Et Après ? Rien d'autre, le sentiment d'un temps révolu, et la guerre. Qui venait, déchirait le ciel d'un sourire macabre.
Être de sang et de larmes qui battait campagne à l'ouest, et qui venait avec l'aube, qui menait troupeaux, au son du canon et de la mitraille.
Meute de croix, de chenillettes, et de ceinturons gris comme les nuages qui se formaient à l'horizon.
Je n'avais plus d'espoir, le ciel me l'avait enlevé, et de Sebastopol il ne resterait plus rien.
Elle n'avait guère plus d'espoir que moi. Des deux je ne l'enviais guère. Moi il me restait le Nazehda mais elle ? La mort rien de plus et l'honneur pour les plus valeureux.
Je me rappelle de la cité, nous sommes arrivés de nuit, une ceinture de remparts barrée son flanc et la mort. Cette odeur de mort, de défaite.
Une fusée rappela le destin tragique que vivait la cité, et le mien d'ailleurs.
Celle de tout un temps qui mourrait, celui des sourires d'un homme, d'un père.
Ô petit père, il me souriait encore, plus que jadis à vrai dire, et que pouvais-je faire.
J'ai bu tout mon soul et mon chagrin, seul dans ce compartiment. Dur comme cette pierre qui faisait les cathédrales. Froid comme le marbre qui les pavait.
Et je riais, je roulais de plaisir, ma vodka dans la main, et la peur aux tripes. Je roulais ma bosse, jusqu'à ce que mine m'en défasse.
Oui, j'y étais. J'arrivais au bout du voyage, au bout de la nuit, au bout de l'homme, de celui qui m'avait enfanté, l'homme socialiste, celui qui allait mourir. Pour son pays, pour la patrie et au nom de l'homme. Ou plutôt de son orgueil, celui de son drapeau, rouge comme le sang versé au nom du principe de nation, et au nom des suivants, ceux qui passeraient cette nuit l'arme à gauche. Que cela soient bénis.
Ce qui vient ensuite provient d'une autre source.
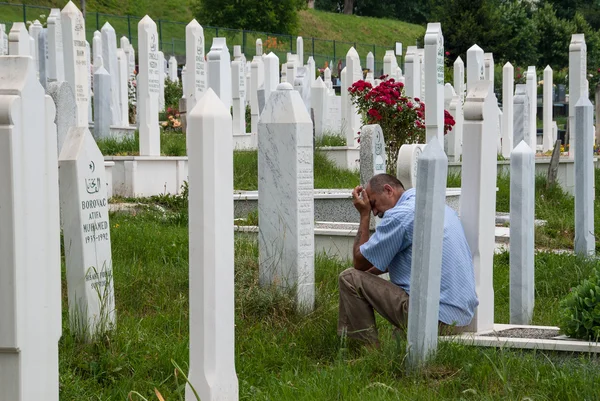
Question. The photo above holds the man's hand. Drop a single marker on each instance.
(360, 199)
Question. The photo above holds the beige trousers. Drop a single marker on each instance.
(361, 294)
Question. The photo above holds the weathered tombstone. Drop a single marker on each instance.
(508, 84)
(271, 73)
(286, 226)
(238, 80)
(161, 81)
(319, 98)
(30, 310)
(577, 84)
(459, 78)
(353, 74)
(102, 111)
(195, 75)
(148, 88)
(173, 69)
(76, 71)
(412, 68)
(406, 167)
(434, 82)
(257, 72)
(548, 105)
(212, 351)
(18, 40)
(521, 115)
(66, 109)
(475, 67)
(522, 231)
(478, 194)
(532, 115)
(86, 228)
(426, 268)
(371, 62)
(219, 70)
(585, 243)
(110, 62)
Le train s'enfonça au cœur de la cité et de l'être qui la gardait. De l'homme qu'en était-il, je sais qu'il n'était que de chair et d'os, qu'il n'était pas celui qu'il croyait être, et que son voyage au bout de la nuit, de la mer, le conduirait au plus noir de lui même. Et qu'il finalement ne trouverait rien que le reflet de son visage, dur, et froid, celui qu'il s'était donné, qu'il avait cru être et qu'au fond il n'était pour rien au monde.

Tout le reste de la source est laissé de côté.